Yoichi Iijima

Personal information
- Full name: Yoichi Iijima
- Nationality: Japan
- Born: 21 October 1978 (age 47) Tokyo, Japan
- Height: 173 cm (5 ft 8 in)
- Weight: 72 kg (159 lb)

Sailing career
- Sport: Sailing
- Club: Laser Zuyo Fleet
- Coached by: Tomoyuki Sasaki
- Class: Dinghy

Medal record
Men's sailing
Representing Japan
Asian Games
| Silver medal – second place | 2006 Doha | Laser |

= Yoichi Iijima =

Japanese sailor (born 1978)

Yoichi Iijima (飯島 洋一, Iijima Yoichi) is a Japanese sailor, who specialized in the Laser class. He nabbed a silver medal in men's Laser at the 2006 Asian Games in Doha, Qatar, and was selected to the Japanese sailing team at the 2008 Summer Olympics, finishing thirty-fifth in the process. Throughout his sporting career, Iijima trained for Laser Zuyo Fleet in Kanagawa under his longtime coach Tomoyuki Sasaki.

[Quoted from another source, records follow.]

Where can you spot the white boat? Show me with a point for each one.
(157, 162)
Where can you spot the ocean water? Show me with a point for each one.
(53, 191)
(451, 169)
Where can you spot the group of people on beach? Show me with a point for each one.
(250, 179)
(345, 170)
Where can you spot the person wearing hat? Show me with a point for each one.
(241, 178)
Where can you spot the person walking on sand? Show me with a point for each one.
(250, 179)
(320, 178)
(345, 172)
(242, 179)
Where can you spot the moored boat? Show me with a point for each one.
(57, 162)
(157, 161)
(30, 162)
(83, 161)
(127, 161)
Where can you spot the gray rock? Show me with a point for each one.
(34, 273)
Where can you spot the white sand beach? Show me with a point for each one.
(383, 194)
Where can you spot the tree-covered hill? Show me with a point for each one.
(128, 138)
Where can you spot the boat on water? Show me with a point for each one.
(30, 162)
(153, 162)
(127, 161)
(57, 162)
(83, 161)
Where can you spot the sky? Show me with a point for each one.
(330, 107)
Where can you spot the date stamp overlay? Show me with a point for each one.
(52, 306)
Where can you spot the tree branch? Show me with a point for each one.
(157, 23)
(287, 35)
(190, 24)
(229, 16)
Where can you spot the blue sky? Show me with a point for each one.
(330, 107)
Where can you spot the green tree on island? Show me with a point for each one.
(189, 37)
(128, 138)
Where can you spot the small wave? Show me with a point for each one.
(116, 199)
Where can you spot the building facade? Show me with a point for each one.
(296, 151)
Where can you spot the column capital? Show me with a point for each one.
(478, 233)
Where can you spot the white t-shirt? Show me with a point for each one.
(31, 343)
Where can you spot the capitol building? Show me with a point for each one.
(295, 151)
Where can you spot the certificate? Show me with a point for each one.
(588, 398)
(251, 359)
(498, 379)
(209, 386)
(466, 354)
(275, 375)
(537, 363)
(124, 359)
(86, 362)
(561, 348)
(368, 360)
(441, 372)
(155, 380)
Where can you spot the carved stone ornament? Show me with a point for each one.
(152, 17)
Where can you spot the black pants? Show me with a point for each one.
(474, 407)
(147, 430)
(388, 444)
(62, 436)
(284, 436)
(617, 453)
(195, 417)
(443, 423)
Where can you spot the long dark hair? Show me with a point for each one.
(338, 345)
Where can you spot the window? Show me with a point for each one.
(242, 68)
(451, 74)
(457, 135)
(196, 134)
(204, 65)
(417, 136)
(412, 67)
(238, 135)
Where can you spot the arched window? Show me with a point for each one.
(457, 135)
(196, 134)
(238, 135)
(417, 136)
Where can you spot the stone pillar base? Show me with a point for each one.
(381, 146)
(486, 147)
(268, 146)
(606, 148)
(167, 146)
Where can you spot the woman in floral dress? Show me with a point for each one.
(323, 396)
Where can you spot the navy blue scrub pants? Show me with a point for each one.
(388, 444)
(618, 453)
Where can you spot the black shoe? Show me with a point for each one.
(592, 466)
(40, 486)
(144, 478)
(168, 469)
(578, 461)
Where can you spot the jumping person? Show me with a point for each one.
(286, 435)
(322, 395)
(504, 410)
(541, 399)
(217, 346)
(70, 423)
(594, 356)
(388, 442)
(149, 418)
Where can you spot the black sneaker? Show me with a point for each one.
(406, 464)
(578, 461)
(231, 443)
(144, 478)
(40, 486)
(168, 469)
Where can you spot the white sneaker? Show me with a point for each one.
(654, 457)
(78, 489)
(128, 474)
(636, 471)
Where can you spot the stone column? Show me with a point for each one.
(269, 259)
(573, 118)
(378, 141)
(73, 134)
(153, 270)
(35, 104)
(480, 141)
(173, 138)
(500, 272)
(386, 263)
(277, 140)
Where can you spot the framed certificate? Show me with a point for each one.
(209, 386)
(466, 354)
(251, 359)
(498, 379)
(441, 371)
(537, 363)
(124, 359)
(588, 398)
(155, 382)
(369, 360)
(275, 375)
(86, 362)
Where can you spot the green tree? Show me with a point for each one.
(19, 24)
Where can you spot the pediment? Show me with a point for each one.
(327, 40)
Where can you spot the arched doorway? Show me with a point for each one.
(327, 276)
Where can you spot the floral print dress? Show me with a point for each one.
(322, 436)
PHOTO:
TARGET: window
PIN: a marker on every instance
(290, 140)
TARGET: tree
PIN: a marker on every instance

Born in Tokyo, Iijima burst onto the international sailing scene at the 2006 Asian Games in Doha, Qatar, where he picked up the silver medal in the Laser class with 31 marks, edging out the defending Asian Games champion Kim Ho-kon of South Korea by a close, four-point margin.

At the 2008 Summer Olympics in Beijing, Iijima qualified for the Japanese team in the Laser class after having secured a berth and finishing tenth from the Laser World Championships in Terrigal, New South Wales, Australia. Iijima sailed brilliantly from the start with satisfying marks, but a black flag penalty in the middle leg of the eleven-race series, a disastrous eighth-leg feat, and a cancellation of the last race due to inclement weather dropped him to thirty-fifth in the overall leaderboard with a net grade of 235.